Le logement donc. « Il est important que des investisseurs n’acquièrent pas cet immeuble pour des locations saisonnières au regard des demandes de logements à l’année que nous recevons en mairie chaque semaine. » C’est ainsi que Gilbert Blanc, le maire de Najac, a justifié le projet d’acquisition d’une grande maison de 126 m2 (photo ci-dessus) lors du conseil municipal du 10 avril 2024 (p16 du procès-verbal). Le projet est d’y réaliser « quatre appartements » a affirmé l’édile lors du conseil du 24 juillet 2025 (vers 17’ de la vidéo). Sans plus de précisions notamment sur le caractère social ou pas de ces logements situés au 4, place du Sol de la Dîme (sic).

Déjà en 2008
Cette forte demande a été confirmée lors de la réunion publique du 3 décembre sur la thématique de l’habitat à laquelle une quarantaine de personnes a participé. Toutes et tous ont en effet été d’accord pour dire qu’il n’était pas « facile de se loger à Najac » (1). Et cela n’est pas nouveau : Lors de la campagne municipale de 2008, il était déjà question de « répondre aux demandes locatives insatisfaites, première démarche en faveur de l’accueil de nouveaux habitants » ou encore de « tout faire pour permettre l’installation de nouvelles familles et garder nos services ». C’était donc il y a près de 18 ans…

Et aujourd’hui la mairie reçoit donc des demandes de logements « chaque semaine ». Chaque semaine ! Et ce n’est pas étonnant car selon l’Insee, Najac comptait 754 habitants en 2025. 34 de plus qu’en 2020 soit une progression de 4,7 %, supérieure à celle de La Fouillade (1148, +3,8%) et à celle, négative, de Sanvensa (662, -1,3%). Si on se réfère à 2018, c’est même 57 habitants de plus pour Najac (+8 % en 7 ans). S’il faut se réjouir de l’attractivité du village, il serait dommage de ne pas y répondre. Les élu.es du mandat qui se termine ne sont pas resté.es inactifs pour améliorer l’offre de logements mais il faut garder en tête que les procédures sont longues et consommatrices d’énergie (2).

Délégation au logement
Un volontarisme accru ainsi que des décisions fortes dès le début du mandat seraient donc d’autant plus bienvenus. Qui pourraient prendre la forme de l’attribution d’une délégation au logement au premier ou à la première adjoint.e. Et par la création d’une commission municipale dédiée. Aujourd’hui le mot « logement » ne figure pas dans la pourtant longue liste des commissions municipales. Alors qu’il paraît important d’impliquer les habitant.es qui le souhaiteraient dans un domaine stratégique pour l’avenir de la commune et de ses habitant.es.

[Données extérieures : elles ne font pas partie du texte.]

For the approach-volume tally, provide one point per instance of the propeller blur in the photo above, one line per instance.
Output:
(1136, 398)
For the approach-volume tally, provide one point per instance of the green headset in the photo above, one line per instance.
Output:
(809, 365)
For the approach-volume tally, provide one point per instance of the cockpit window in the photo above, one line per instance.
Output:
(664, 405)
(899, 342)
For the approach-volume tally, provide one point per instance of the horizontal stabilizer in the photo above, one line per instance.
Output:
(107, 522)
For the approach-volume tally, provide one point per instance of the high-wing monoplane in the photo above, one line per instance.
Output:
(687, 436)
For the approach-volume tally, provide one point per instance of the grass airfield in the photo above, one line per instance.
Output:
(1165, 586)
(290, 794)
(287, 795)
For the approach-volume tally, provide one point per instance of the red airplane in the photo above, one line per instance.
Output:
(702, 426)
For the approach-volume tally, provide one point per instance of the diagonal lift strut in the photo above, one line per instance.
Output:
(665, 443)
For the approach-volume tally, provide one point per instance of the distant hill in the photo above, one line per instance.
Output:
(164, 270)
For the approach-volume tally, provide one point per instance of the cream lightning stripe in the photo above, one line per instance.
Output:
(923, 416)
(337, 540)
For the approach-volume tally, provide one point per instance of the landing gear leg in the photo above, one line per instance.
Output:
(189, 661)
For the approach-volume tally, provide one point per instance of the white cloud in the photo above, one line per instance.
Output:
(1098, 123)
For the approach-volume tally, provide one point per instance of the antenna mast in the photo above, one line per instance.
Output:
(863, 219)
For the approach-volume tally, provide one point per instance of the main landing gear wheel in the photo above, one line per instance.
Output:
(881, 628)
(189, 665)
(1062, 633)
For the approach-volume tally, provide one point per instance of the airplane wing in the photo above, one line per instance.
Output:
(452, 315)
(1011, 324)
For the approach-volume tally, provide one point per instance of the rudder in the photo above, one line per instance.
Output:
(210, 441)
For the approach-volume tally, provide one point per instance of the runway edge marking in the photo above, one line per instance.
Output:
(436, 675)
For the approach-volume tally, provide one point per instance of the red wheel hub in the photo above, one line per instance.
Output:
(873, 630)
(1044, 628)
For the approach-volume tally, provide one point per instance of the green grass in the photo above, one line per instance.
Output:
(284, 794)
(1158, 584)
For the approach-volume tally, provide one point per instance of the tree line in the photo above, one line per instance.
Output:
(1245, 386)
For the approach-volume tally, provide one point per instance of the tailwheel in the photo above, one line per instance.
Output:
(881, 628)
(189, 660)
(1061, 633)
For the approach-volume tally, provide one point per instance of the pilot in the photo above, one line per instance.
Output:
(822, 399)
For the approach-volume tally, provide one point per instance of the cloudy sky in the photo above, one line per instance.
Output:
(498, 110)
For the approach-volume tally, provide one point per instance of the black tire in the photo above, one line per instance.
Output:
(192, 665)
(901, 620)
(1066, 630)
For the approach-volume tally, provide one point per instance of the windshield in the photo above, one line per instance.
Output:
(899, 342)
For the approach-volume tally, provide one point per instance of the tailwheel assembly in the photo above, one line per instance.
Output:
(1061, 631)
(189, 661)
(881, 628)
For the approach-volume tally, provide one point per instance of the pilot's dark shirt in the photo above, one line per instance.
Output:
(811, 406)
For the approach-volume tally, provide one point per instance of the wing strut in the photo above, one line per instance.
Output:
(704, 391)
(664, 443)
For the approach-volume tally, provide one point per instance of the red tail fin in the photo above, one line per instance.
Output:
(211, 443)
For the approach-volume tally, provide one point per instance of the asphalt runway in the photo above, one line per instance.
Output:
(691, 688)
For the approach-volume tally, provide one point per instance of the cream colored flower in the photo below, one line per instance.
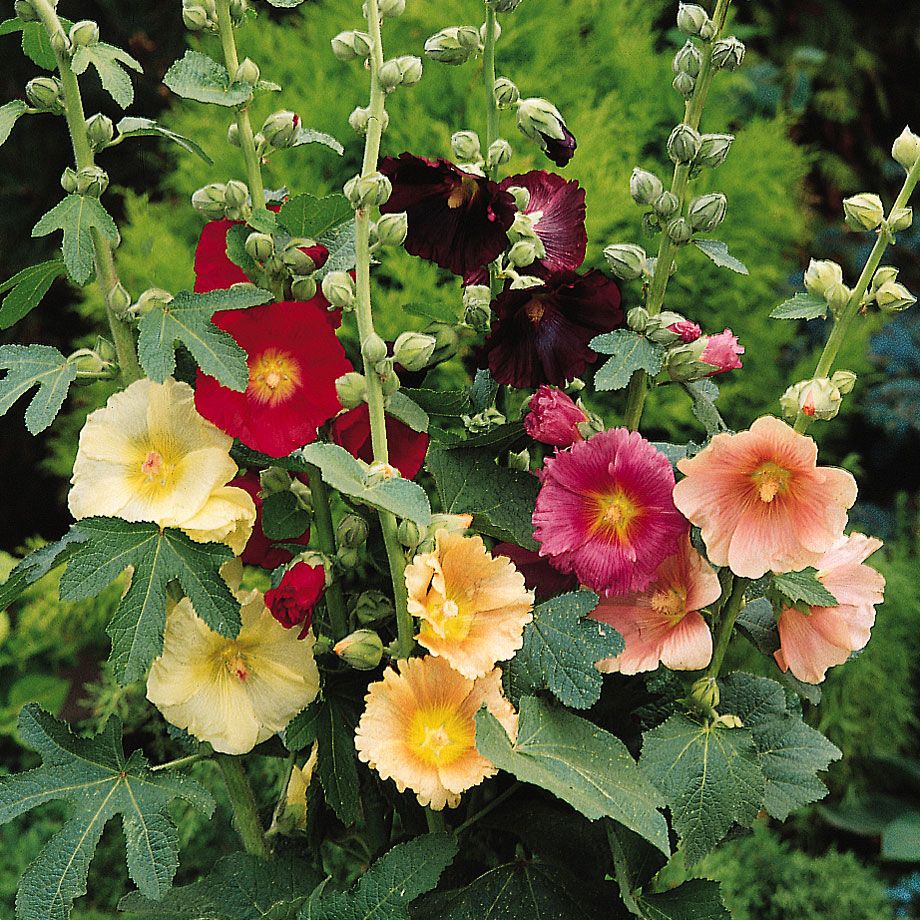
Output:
(149, 456)
(473, 606)
(418, 729)
(232, 693)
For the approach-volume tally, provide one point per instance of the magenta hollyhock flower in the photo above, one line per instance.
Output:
(605, 512)
(456, 219)
(554, 418)
(541, 334)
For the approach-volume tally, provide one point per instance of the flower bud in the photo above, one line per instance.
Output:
(684, 144)
(362, 650)
(864, 211)
(626, 260)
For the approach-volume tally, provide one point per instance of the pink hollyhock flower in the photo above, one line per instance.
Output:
(605, 512)
(554, 418)
(810, 643)
(761, 501)
(292, 602)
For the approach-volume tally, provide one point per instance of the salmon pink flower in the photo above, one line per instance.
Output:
(605, 512)
(761, 501)
(663, 624)
(812, 642)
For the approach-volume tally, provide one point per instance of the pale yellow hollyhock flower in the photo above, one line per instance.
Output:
(232, 693)
(149, 456)
(418, 729)
(473, 606)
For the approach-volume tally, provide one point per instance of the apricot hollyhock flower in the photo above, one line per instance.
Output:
(812, 642)
(418, 729)
(147, 455)
(761, 501)
(232, 693)
(473, 606)
(605, 512)
(663, 625)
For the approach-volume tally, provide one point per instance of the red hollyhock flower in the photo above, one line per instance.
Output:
(294, 361)
(407, 448)
(540, 335)
(292, 602)
(456, 219)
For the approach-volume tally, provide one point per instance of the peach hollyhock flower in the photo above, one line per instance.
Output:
(473, 606)
(148, 455)
(761, 501)
(418, 729)
(810, 643)
(663, 624)
(232, 693)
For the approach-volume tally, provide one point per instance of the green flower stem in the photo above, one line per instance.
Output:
(106, 274)
(247, 137)
(693, 114)
(245, 814)
(843, 322)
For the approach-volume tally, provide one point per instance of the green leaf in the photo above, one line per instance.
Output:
(26, 290)
(78, 216)
(147, 127)
(631, 352)
(29, 366)
(238, 887)
(560, 649)
(198, 77)
(96, 778)
(717, 252)
(501, 500)
(580, 763)
(710, 775)
(802, 306)
(344, 473)
(187, 319)
(386, 889)
(105, 547)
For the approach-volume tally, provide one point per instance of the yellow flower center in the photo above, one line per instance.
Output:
(274, 376)
(770, 479)
(439, 735)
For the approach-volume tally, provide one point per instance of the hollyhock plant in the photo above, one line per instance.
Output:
(663, 624)
(418, 729)
(761, 501)
(605, 512)
(294, 361)
(812, 642)
(541, 334)
(457, 219)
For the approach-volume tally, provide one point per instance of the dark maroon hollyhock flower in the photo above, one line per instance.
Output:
(292, 602)
(541, 334)
(538, 574)
(456, 219)
(407, 448)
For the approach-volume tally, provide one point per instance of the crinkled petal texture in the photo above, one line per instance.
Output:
(663, 625)
(541, 334)
(761, 501)
(418, 729)
(813, 642)
(456, 219)
(473, 606)
(232, 693)
(294, 360)
(605, 512)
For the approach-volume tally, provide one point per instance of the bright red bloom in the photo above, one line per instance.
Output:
(456, 219)
(294, 361)
(541, 334)
(292, 602)
(407, 448)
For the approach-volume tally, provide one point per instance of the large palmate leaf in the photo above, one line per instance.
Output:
(96, 778)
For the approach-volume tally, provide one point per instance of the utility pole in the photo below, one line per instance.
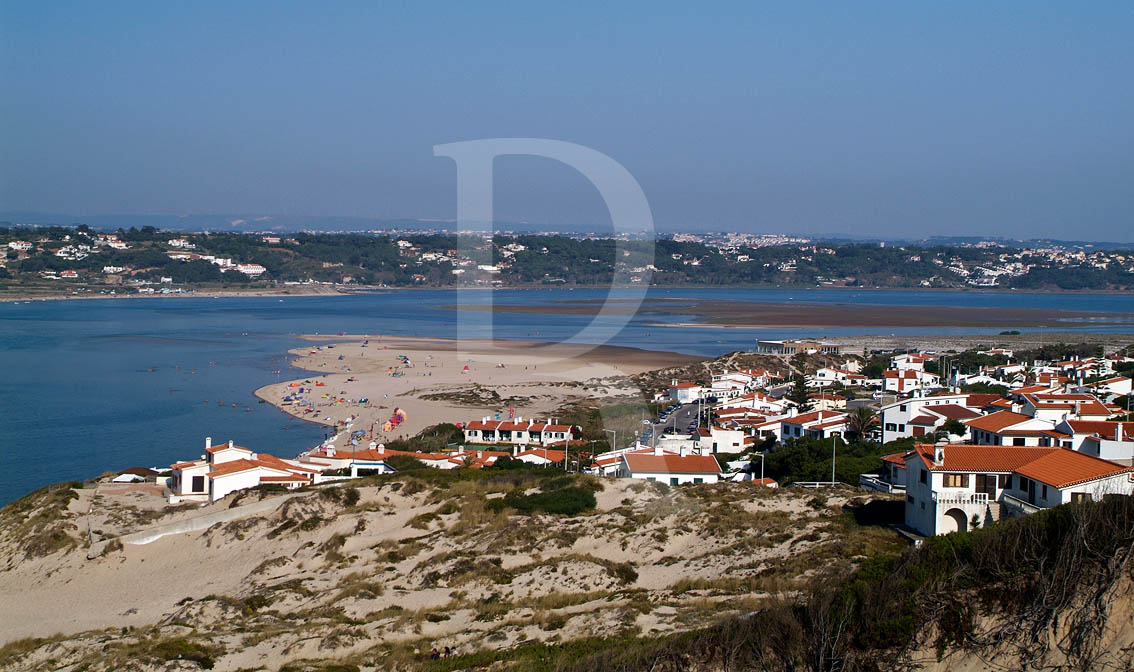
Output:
(832, 458)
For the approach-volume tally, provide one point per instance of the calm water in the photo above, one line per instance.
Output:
(77, 397)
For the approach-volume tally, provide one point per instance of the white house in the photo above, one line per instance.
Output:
(251, 270)
(896, 417)
(228, 467)
(518, 432)
(911, 362)
(908, 380)
(712, 440)
(1107, 440)
(685, 392)
(957, 486)
(818, 424)
(669, 468)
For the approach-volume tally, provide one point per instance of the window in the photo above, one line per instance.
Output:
(956, 481)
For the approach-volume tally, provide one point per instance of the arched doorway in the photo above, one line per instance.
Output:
(954, 520)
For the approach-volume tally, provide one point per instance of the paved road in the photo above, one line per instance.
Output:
(682, 418)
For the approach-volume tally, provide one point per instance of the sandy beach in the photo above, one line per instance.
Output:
(449, 381)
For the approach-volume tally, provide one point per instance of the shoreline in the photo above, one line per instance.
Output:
(450, 381)
(365, 289)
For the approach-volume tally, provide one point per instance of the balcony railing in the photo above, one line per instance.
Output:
(872, 482)
(1017, 507)
(979, 499)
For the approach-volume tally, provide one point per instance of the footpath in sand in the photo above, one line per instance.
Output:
(445, 381)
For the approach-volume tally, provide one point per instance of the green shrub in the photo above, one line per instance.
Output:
(568, 501)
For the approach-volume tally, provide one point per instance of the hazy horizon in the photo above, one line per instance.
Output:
(882, 120)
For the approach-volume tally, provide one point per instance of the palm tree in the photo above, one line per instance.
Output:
(860, 422)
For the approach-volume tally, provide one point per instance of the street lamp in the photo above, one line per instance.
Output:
(832, 457)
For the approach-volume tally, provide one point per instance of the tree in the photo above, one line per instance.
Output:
(800, 393)
(860, 422)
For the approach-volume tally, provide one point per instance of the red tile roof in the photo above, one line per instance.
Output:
(673, 464)
(1103, 428)
(951, 411)
(1063, 468)
(998, 420)
(1054, 466)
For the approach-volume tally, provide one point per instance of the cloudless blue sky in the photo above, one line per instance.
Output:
(885, 118)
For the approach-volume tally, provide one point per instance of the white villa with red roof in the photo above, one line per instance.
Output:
(1102, 439)
(673, 469)
(519, 432)
(954, 487)
(817, 424)
(911, 362)
(685, 391)
(908, 380)
(228, 467)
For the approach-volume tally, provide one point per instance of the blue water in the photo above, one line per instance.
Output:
(76, 398)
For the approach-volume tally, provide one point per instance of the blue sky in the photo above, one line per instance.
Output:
(882, 118)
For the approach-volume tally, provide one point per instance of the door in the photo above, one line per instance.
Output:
(986, 483)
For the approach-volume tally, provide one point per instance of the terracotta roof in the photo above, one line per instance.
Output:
(673, 464)
(234, 467)
(1063, 468)
(898, 458)
(964, 457)
(226, 447)
(185, 465)
(1054, 466)
(813, 416)
(1103, 428)
(998, 420)
(951, 411)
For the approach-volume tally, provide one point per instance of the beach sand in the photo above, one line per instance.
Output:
(533, 379)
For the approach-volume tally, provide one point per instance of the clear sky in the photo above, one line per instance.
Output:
(886, 118)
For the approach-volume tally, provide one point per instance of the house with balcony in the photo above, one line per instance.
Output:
(954, 487)
(1102, 439)
(661, 466)
(818, 424)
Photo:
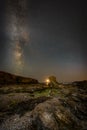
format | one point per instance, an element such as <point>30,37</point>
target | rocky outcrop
<point>65,109</point>
<point>7,78</point>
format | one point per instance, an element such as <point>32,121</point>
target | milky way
<point>17,31</point>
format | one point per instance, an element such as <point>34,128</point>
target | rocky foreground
<point>36,107</point>
<point>39,107</point>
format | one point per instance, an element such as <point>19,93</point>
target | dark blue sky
<point>48,37</point>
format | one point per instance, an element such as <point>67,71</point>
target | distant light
<point>47,81</point>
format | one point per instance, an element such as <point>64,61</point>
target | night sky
<point>39,38</point>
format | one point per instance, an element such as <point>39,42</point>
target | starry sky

Le plan local de l’habitat (PLH) 2024-2029 adopté par Ouest Aveyron communauté et ses communes, estimait les besoins en logements pour Najac à 18 sur six ans soit trois par an (p 162). Sauf que, comme l’ont souligné des élus de Najac en conseil municipal du 14 septembre 2023 (vers 2h11), ce PLH se base sur la population de 2018 inférieure à celle de 2025. On peut donc en déduire que les besoins en logements seront donc supérieurs aux 18 prévus.

802 logements
Les logements ce n’est pourtant pas ce qu’il manque à Najac. Problème : Un grand nombre est vides une très grande partie de l’année. Le parc privé comptait au 1er janvier 2023, 802 logements quand le nombre de résidences secondaires s’élevaient en 2025 à 386 (3). Dit autrement : Les résidences secondaires à Najac représentent pas loin de 50 % des logements. À la Fouillade, ce n’est qu’environ 15 %. Et à Cordes-sur-ciel, commune tout aussi touristique que Najac et de taille comparable, la proportion n’est « que » de 26 %. Citons également Sauveterre-de-Rouergue (36%), Bruniquel (30%) ou plus loin Rocamadour (30%), Saint-Malo (31%) et même Saint-Jean-de-Luz (46%). En revanche, Saint-Tropez et Lège-Cap-Ferret (64%) sont « devant » Najac.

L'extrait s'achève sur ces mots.